Village in Mazandaran province, Iran

Firuz Kandeh-ye Olya (فيروزكنده عليا) (Note: Also romanized as Fīrūz Kandeh-ye ‘Olyā; also known as Bālā Maḩalleh-ye Fīrūz Kandeh, Fīrūz Kand, Fīrūz Kandeh, and Fīrūz Kandeh-ye Bālā) is a village in, and the capital of, Rudpey-ye Sharqi Rural District (Note: Formerly Rudpey Rural District and Rudpey-ye Jonubi Rural District) in Rudpey District of Sari County, Mazandaran province, Iran.
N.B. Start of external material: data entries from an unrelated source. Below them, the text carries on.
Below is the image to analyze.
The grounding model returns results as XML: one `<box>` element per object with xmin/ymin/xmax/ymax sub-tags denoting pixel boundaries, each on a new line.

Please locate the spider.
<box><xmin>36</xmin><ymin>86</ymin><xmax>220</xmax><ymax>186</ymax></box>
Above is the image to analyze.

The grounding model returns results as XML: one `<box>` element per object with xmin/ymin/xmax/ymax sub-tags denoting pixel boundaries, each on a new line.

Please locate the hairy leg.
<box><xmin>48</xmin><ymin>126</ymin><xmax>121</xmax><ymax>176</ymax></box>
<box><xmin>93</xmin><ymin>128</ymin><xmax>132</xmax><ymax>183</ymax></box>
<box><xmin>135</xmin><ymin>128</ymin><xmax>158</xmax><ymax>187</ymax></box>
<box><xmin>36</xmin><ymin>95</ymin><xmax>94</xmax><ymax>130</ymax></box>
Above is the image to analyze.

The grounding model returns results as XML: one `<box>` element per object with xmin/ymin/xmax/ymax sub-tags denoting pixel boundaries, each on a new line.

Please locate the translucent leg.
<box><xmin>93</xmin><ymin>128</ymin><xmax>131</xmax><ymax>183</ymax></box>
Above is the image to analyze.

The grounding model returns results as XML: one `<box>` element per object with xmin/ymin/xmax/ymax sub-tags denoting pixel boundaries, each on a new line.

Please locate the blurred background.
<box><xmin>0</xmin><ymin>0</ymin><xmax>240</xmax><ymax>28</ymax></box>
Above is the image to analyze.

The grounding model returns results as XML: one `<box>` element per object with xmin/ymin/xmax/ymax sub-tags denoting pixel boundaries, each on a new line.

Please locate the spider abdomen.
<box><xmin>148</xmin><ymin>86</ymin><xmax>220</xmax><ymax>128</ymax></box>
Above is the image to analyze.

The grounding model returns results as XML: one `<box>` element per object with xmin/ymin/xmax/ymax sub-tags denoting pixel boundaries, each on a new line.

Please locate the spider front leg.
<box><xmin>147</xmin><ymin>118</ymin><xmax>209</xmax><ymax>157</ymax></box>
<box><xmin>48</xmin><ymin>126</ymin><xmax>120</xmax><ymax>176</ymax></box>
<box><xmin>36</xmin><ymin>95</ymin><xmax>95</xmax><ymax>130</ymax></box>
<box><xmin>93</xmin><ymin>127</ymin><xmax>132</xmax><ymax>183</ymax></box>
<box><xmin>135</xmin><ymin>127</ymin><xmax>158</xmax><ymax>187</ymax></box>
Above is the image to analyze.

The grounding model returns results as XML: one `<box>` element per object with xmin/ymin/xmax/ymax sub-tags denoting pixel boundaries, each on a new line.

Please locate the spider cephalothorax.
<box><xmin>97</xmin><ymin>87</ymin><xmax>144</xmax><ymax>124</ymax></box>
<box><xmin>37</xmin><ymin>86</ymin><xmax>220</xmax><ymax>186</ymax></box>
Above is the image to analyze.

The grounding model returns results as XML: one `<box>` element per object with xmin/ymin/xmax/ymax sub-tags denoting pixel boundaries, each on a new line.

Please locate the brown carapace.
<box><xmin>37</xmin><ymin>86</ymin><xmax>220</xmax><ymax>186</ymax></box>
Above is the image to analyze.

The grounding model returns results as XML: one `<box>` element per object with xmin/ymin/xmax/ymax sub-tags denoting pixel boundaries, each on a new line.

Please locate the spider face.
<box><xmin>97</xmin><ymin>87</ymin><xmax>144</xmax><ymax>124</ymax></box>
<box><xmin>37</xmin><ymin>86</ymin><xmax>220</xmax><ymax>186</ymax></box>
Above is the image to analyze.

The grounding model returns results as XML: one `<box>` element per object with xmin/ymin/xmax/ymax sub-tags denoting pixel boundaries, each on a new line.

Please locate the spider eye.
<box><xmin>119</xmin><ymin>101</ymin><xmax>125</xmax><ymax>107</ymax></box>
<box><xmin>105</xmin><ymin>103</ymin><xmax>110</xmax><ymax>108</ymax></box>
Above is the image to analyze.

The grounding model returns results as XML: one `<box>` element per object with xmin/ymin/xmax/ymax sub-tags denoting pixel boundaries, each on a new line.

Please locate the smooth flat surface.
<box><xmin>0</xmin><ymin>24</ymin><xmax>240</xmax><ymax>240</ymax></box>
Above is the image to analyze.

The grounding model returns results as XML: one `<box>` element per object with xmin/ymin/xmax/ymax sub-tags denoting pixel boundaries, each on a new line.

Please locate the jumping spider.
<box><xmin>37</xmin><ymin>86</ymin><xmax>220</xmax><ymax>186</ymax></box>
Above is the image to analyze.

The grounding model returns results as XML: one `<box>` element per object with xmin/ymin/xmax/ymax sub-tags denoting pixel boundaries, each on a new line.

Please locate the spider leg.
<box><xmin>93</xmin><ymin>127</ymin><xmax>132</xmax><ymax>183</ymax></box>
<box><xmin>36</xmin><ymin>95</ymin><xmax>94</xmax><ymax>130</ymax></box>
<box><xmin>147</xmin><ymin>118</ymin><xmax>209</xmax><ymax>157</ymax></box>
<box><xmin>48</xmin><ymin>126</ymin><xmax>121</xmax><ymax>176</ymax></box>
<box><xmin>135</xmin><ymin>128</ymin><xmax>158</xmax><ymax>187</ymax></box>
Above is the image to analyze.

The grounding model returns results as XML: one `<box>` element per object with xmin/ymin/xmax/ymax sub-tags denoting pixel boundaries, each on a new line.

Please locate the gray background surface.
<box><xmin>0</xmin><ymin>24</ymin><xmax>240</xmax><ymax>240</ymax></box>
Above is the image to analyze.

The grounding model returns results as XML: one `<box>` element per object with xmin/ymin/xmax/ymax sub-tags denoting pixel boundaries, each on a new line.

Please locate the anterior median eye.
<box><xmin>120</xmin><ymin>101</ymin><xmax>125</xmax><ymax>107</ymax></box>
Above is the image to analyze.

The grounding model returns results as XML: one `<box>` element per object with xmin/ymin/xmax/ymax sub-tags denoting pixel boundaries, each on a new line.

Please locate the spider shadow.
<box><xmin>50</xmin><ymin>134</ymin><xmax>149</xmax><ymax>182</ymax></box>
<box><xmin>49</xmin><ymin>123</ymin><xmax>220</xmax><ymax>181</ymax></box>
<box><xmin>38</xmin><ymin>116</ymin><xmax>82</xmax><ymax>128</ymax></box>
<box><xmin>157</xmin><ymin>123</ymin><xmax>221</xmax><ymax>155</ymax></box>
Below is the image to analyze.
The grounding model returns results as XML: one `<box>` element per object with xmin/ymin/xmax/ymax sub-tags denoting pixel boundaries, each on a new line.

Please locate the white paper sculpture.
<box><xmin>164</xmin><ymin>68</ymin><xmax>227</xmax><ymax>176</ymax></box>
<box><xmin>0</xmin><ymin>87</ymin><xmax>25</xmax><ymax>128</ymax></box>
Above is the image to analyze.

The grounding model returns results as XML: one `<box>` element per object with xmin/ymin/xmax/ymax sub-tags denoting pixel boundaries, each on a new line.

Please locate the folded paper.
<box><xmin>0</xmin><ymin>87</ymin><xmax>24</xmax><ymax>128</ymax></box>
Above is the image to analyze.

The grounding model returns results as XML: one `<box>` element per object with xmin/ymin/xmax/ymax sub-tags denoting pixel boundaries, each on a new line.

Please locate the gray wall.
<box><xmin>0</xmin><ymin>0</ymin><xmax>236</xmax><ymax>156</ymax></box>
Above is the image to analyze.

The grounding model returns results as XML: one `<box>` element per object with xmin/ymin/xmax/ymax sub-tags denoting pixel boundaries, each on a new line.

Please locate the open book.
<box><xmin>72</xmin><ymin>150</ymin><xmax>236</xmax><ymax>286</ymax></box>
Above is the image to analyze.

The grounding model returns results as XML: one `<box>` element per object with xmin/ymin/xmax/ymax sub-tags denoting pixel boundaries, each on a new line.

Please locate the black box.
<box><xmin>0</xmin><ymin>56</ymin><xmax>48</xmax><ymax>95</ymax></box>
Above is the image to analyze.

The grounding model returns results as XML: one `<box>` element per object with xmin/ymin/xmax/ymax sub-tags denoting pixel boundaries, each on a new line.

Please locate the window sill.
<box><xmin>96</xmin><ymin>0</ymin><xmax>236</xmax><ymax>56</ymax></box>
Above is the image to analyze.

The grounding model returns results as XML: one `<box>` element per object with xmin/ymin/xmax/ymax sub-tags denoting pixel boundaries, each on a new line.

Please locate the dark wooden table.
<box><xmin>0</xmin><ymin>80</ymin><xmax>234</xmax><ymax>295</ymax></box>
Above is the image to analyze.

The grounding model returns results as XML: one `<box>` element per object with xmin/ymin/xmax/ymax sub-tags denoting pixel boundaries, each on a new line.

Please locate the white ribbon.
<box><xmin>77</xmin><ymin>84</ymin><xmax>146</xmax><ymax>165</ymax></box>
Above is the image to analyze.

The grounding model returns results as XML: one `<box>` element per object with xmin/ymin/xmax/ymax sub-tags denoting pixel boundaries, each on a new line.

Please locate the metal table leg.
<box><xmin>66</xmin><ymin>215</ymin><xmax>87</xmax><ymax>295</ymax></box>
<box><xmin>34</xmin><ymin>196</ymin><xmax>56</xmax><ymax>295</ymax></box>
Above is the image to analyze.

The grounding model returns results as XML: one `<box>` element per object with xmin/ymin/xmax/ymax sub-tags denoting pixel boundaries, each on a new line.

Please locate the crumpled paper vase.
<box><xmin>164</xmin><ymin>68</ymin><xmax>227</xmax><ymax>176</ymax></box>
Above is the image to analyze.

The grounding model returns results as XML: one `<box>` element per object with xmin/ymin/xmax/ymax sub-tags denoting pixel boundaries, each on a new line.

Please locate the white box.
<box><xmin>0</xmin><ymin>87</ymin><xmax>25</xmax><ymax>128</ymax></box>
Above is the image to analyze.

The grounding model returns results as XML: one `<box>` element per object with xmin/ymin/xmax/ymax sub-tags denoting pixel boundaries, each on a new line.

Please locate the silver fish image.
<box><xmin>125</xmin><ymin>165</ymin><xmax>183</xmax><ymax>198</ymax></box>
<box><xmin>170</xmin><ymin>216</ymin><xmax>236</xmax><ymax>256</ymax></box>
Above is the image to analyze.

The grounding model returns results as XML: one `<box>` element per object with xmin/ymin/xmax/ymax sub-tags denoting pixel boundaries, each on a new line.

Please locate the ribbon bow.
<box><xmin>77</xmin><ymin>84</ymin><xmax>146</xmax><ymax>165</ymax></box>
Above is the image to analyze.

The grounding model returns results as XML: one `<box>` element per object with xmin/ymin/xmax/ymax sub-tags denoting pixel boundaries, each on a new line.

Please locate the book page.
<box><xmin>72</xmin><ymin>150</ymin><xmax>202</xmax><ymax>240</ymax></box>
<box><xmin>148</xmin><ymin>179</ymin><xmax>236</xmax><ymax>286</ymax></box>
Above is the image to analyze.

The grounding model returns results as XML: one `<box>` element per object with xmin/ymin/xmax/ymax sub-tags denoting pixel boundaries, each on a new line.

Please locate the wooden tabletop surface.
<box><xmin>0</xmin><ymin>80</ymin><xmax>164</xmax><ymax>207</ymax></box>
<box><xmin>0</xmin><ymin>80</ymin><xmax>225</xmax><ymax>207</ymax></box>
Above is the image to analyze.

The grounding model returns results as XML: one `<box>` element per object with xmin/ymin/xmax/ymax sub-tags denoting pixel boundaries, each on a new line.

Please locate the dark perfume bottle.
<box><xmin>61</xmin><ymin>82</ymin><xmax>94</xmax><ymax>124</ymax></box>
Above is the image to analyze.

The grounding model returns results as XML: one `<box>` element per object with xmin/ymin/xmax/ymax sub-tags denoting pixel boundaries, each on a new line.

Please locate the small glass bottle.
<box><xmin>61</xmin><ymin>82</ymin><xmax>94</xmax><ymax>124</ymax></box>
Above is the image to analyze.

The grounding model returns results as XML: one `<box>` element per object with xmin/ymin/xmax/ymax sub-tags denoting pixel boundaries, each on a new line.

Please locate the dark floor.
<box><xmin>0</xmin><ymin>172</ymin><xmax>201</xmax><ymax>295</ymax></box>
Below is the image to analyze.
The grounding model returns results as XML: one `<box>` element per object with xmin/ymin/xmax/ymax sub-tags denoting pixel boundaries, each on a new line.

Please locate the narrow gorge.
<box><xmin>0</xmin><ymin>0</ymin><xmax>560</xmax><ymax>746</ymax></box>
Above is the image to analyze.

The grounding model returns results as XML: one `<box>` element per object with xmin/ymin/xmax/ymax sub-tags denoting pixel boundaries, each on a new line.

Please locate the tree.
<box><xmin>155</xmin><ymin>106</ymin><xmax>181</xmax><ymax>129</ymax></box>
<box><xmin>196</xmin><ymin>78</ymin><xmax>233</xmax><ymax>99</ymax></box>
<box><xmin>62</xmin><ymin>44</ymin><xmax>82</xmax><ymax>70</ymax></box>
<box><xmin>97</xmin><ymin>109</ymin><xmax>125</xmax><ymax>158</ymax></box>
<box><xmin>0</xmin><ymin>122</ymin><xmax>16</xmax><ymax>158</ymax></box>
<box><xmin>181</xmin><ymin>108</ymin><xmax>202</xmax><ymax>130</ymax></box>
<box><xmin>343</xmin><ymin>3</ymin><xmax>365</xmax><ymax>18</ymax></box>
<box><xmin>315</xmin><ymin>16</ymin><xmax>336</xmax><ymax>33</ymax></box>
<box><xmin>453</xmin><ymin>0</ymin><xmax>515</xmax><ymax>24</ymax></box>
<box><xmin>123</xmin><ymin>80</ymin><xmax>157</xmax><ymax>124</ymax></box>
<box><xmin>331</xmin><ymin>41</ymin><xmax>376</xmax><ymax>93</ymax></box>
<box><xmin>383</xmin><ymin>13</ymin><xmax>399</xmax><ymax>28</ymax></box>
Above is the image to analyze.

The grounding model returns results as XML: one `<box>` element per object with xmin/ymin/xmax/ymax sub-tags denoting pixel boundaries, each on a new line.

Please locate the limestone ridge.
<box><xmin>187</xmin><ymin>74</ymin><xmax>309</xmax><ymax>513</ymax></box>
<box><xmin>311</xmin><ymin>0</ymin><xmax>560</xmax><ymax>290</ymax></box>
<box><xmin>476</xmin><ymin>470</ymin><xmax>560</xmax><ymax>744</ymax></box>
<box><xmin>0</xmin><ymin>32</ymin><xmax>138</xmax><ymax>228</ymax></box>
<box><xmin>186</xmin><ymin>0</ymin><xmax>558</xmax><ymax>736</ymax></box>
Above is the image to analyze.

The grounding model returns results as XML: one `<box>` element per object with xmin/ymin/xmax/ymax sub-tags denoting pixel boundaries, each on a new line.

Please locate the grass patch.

The previous capital of the rural district was the village of Akand, now a city.

==Demographics==
===Population===
At the time of the 2006 National Census, the village's population was 1,068 in 271 households, when it was in Rudpey-ye Jonubi Rural District (Note: Formerly Rudpey Rural District) of the Central District. The following census in 2011 counted 1,228 people in 351 households, by which time the rural district had been separated from the district in the formation of Rudpey District. The 2016 census measured the population of the village as 1,284 people in 412 households, when its rural district had been renamed Rudpey-ye Sharqi Rural District.